Otomobil fuarlarının modası geçiyor mu?

1.5 SALON ANCA DOLDU

İşte geçtiğimiz hafta düzenlenen Paris Araba Fuarı hem bu tartışmaların hem de güç, enflasyon, tedarik kriziyle birlikte Avrupa’da yükselen resesyon seslerinin gölgesinde kapılarını açtı. Cenevre Fuarı’nın ertelenmesinin akabinde Avrupa’nın bu yılki birinci ve tek araba fuarı olacak tertibe çok az markanın katılması dikkatimi çeken birinci şey oldu. Adeta stant stant gezerek marka aradım. Lakin, mesken sahipleri Renault, Dacia, Peugeot, DS üzere Fransız markalar ile Avrupa pazarında savlı olmak isteyen Çinli BYD ve Great Wall ile Vietnamlı Vinfest dışında neredeyse büyük üretici yok üzereydi. İştirak o kadar azdı ki geçmişte 10 büyük salonu dolduran gösteri neredeyse 1.5 salona sığmıştı. Tekrar 2018’de 1 milyonu bulan ziyaretçi sayısının da 400 bine fakat ulaşağı varsayım ediliyordu.

3 TEMEL NEDENİ VAR

Fuarın Genel Müdürü Serge Gachot, düşük iştirakin 3 temel sebebini şu sözlerle açıkladı:

1- Araba fuarlarının modasının geçtiğini düşünen markalar var. Fuara katılmıyorlar ancak birden fazla da basın gününe gelmek istiyor!

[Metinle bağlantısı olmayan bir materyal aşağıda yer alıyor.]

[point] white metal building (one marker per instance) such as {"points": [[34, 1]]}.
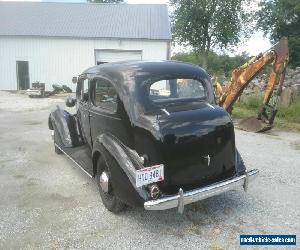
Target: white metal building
{"points": [[52, 42]]}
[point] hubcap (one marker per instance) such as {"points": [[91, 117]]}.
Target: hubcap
{"points": [[104, 181]]}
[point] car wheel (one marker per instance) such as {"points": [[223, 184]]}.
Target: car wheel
{"points": [[103, 179]]}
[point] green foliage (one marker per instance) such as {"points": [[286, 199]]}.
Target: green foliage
{"points": [[105, 1], [204, 24], [290, 113], [219, 65], [282, 18]]}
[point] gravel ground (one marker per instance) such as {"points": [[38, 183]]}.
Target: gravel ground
{"points": [[48, 203]]}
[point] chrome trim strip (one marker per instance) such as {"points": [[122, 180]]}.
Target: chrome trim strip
{"points": [[188, 197], [73, 160], [108, 116]]}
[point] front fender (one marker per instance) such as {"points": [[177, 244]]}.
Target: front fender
{"points": [[123, 163]]}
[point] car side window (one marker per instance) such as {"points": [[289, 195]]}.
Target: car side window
{"points": [[105, 95], [84, 91]]}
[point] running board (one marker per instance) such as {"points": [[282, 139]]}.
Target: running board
{"points": [[81, 156]]}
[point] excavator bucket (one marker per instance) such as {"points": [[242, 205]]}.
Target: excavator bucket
{"points": [[253, 124]]}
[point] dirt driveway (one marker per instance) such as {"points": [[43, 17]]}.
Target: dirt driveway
{"points": [[46, 202]]}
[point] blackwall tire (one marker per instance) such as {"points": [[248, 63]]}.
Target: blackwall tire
{"points": [[110, 201]]}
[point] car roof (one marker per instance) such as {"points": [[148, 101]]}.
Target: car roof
{"points": [[146, 68]]}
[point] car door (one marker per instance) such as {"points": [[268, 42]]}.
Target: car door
{"points": [[83, 109], [104, 115]]}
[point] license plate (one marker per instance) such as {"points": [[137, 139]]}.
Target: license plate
{"points": [[149, 175]]}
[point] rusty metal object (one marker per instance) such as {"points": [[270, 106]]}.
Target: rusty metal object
{"points": [[278, 56], [252, 124]]}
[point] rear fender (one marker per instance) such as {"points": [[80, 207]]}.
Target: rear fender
{"points": [[67, 127], [123, 163]]}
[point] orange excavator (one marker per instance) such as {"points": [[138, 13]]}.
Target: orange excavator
{"points": [[278, 57]]}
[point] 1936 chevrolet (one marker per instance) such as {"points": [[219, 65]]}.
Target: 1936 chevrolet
{"points": [[151, 135]]}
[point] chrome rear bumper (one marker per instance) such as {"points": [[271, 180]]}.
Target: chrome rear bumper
{"points": [[184, 198]]}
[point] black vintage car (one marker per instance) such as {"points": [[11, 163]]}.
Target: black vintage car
{"points": [[151, 135]]}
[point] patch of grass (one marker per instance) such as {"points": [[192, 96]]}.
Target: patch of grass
{"points": [[286, 118]]}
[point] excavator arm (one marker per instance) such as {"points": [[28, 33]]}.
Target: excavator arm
{"points": [[242, 76]]}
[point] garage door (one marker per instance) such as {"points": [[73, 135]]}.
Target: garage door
{"points": [[104, 56]]}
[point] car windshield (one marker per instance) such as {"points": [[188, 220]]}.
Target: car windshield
{"points": [[177, 89]]}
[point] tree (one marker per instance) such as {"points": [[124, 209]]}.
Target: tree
{"points": [[218, 65], [105, 1], [207, 24], [279, 18]]}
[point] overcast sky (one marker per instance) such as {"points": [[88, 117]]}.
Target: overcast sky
{"points": [[256, 44]]}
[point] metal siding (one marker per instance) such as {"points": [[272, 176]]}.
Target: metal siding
{"points": [[135, 21], [56, 61]]}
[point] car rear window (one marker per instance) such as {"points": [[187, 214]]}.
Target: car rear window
{"points": [[177, 89]]}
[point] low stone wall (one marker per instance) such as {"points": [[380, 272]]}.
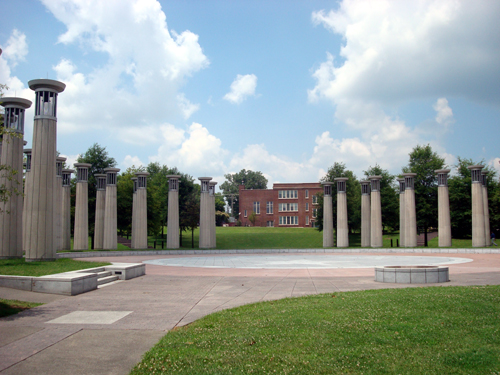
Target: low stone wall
{"points": [[412, 274]]}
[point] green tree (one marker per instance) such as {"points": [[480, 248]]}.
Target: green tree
{"points": [[388, 197], [353, 195], [424, 162], [230, 188]]}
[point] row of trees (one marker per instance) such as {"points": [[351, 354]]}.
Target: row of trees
{"points": [[423, 161], [157, 195]]}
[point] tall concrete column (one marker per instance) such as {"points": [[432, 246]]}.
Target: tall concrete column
{"points": [[141, 214], [81, 237], [327, 215], [402, 212], [110, 211], [478, 235], [11, 211], [99, 210], [173, 212], [484, 181], [213, 240], [134, 213], [410, 211], [365, 213], [205, 222], [43, 168], [444, 222], [58, 204], [342, 225], [27, 195], [66, 209], [375, 212]]}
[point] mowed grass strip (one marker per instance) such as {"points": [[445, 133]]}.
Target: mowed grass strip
{"points": [[20, 267], [448, 330], [11, 307]]}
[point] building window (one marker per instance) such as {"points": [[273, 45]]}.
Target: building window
{"points": [[289, 220], [285, 207], [288, 194]]}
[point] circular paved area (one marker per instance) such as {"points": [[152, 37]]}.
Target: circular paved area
{"points": [[304, 261]]}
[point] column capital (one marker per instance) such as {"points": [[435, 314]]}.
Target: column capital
{"points": [[476, 173], [327, 188]]}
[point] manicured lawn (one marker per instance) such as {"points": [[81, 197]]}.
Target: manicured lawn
{"points": [[447, 330], [11, 307], [20, 267]]}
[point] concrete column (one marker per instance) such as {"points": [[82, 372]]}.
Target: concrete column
{"points": [[478, 236], [110, 211], [410, 211], [342, 225], [11, 211], [27, 195], [66, 209], [99, 210], [402, 212], [327, 215], [58, 204], [213, 240], [205, 212], [365, 214], [81, 237], [444, 223], [173, 212], [134, 213], [43, 164], [375, 212], [484, 181], [141, 214]]}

2- Çip ve tedarik krizi nedeniyle siparişleri yetiştirememekten çekinen üreticiler bu yılki fuarı pas geçmek istedi.

3- Rusya-Ukrayna savaşının doğurduğu sonuçlardan etkilenen üreticiler oldu. Bu markalar fuara katılmak üzereyken savaşın akabinde kararından vazgeçti.

Opel, Peugeot, Citroen, Fiat üzere markaları temsil eden Stellantis’in CEO’su Carlos Tavarez de, “Üreticiler gösterilerden elde edilen yatırımın geri dönüşü konusunda artık çok daha seçiçi. Ayrıyeten, elektrifikasyonun artan maliyetleri nedeniyle markalar çeşitli biçimlerde tasarruf etmeye çalışıyor” kelamlarıyla olaya farklı bir bakış açısı getirdi. Gachot ve Tavarez’in dediği üzere bu yıl gösterinin sönük geçmesinde birçok etken var fakat her şey olağana döndüğünde bile Cenevre, Paris ve Frankfurt araba fuarları muhtemelen ‘uluslararası’ olmak yerine daha ‘bölgesel’ fuarlar olarak yoluna devam edecek.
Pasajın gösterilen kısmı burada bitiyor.